AstraZeneca (NYSE:AZN) is milking the Jupiter trial data for all it's worth. A few months ago, the company released initial data showing how its cholesterol-lowering drug, Crestor, reduced the risk of heart attacks, strokes, and other heart-related issues by 44% in patients. Now it's back for more.

At the American College of Cardiology (ACC) meeting this weekend, the company presented further data to show that the drug yielded a 43% drop in the risk of venous thromboembolism (VTE), like blood clots that can form in the leg and possibly travel to the lungs.

That sounds good … until you get to the gritty details. There were 17,802 people in the study, and only 94 got VTE -- 60 in the placebo group, and 34 that were taking Crestor. The risk and level of patients getting VTE is low enough that I'm not convinced that the data will sway too many doctors to put their patients on Crestor.

Even if doctors are convinced that Crestor's effects are worth handing the drug out like candy, it seems likely that these positive effects would also be present in other statins, the class of drugs to which Crestor belongs. Unfortunately for Crestor, Merck's (NYSE:MRK) Zocor and Bristol-Myers Squibb's (NYSE:BMY) Pravachol are both available as generics, and Pfizer's (NYSE:PFE) Lipitor will be relatively soon. While the others haven't been proven to save lives in this patient subpopulation, doctors may use the cheaper cost of the generic to justify the potential, however small, that these drugs might save lives.

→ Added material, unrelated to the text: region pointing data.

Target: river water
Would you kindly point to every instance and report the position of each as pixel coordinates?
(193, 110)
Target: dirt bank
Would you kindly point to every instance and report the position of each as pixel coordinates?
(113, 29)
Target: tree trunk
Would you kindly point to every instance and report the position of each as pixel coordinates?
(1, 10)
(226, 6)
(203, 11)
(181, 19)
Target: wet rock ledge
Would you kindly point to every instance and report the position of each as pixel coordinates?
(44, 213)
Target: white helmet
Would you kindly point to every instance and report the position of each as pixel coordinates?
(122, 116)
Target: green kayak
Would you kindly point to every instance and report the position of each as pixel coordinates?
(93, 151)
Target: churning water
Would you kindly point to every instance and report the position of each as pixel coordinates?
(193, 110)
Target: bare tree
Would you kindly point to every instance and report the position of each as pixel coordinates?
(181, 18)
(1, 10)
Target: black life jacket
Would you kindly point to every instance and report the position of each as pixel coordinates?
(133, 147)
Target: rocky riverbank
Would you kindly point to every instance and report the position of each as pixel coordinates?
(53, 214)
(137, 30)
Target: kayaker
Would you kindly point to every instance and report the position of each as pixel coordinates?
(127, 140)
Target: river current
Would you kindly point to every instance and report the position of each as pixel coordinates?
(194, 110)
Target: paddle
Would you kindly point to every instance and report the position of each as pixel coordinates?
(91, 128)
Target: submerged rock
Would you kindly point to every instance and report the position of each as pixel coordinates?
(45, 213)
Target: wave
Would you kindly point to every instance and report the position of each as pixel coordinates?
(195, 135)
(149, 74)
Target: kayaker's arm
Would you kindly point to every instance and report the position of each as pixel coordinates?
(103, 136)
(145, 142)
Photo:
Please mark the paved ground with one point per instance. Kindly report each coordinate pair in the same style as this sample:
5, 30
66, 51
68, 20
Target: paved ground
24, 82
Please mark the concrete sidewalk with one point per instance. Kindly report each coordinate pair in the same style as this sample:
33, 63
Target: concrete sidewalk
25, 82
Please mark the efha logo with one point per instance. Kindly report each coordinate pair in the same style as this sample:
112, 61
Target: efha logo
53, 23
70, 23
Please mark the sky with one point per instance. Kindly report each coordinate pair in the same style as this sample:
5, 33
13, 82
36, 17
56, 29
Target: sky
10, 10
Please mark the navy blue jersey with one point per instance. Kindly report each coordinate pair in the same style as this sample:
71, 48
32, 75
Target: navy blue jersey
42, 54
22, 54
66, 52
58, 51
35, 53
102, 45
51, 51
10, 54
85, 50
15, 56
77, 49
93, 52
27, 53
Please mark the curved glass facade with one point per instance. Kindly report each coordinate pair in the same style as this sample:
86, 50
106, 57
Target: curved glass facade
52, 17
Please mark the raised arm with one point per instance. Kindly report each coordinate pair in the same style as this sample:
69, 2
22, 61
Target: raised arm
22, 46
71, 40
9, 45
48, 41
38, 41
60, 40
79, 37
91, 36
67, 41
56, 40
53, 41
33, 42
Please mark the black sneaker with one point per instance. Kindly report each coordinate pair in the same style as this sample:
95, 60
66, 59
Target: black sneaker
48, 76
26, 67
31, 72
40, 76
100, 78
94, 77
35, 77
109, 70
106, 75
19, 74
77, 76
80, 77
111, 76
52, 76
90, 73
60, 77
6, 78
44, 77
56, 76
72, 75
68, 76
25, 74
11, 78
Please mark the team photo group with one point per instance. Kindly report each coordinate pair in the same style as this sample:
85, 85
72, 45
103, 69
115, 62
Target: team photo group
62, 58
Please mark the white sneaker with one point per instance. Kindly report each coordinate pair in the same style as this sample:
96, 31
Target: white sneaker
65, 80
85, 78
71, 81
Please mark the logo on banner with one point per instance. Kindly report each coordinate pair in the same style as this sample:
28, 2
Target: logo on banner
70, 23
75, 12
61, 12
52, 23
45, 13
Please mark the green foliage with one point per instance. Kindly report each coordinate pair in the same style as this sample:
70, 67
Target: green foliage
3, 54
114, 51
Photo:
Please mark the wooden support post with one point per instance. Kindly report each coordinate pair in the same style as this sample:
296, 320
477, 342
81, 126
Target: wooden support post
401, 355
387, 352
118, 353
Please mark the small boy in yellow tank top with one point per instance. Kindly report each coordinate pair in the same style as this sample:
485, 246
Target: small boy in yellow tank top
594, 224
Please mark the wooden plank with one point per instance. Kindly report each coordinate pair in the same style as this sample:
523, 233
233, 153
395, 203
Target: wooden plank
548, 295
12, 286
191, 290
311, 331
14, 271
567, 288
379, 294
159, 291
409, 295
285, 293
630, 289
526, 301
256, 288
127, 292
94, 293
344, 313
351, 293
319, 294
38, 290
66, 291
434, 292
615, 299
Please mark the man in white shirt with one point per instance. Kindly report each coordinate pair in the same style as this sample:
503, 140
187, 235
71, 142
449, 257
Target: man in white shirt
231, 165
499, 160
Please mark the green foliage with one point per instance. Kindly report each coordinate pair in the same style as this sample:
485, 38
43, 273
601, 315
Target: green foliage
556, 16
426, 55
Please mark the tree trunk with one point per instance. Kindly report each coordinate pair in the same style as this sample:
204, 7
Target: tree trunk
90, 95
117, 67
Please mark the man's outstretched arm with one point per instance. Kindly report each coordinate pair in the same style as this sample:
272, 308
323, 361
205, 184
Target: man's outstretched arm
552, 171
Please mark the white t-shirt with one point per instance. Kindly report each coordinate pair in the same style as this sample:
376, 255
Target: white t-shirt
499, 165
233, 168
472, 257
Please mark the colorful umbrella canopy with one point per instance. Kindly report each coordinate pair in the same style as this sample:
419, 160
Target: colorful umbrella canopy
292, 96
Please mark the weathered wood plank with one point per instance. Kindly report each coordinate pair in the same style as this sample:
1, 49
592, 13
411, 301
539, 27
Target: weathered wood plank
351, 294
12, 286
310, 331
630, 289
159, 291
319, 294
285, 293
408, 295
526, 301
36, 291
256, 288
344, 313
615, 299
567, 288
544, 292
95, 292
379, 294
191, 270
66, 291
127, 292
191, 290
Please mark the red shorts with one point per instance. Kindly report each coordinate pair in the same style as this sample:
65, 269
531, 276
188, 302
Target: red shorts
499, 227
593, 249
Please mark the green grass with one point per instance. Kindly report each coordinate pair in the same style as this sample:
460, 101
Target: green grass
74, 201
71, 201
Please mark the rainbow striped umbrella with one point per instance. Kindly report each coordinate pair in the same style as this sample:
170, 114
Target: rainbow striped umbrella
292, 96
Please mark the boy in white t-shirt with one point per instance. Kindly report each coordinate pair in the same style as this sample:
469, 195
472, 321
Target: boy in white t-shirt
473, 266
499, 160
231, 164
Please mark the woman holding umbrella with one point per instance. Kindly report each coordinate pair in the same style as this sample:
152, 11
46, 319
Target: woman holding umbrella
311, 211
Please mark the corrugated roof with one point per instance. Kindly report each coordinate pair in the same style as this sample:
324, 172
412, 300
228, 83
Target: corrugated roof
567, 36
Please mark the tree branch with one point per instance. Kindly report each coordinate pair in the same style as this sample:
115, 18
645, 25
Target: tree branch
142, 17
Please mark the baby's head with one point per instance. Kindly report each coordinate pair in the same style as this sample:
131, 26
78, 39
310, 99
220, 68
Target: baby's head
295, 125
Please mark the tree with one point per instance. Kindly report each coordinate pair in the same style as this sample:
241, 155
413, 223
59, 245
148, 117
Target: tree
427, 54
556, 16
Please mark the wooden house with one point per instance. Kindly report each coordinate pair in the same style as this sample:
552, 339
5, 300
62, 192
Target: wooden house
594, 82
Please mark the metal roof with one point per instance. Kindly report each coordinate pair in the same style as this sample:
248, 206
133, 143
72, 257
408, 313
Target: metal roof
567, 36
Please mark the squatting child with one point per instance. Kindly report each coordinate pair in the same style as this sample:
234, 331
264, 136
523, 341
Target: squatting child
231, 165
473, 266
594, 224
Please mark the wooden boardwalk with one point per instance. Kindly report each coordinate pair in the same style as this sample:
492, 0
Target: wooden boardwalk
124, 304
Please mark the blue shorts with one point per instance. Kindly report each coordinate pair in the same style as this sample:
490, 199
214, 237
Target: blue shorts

If doctors favor statins for their extra perceived clot-preventing benefits, non-statin cholesterol drugs such as Abbott Labs' (NYSE:ABT) TriLipix, or Zetia from Merck and Schering-Plough (NYSE:SGP) could lose out. But these drugs are often prescribed in combination with statins, so the effect should be minimal.

Sales of Crestor have been doing quite well -- up 29% year over year last year -- but I doubt that Jupiter will send those figures to the moon.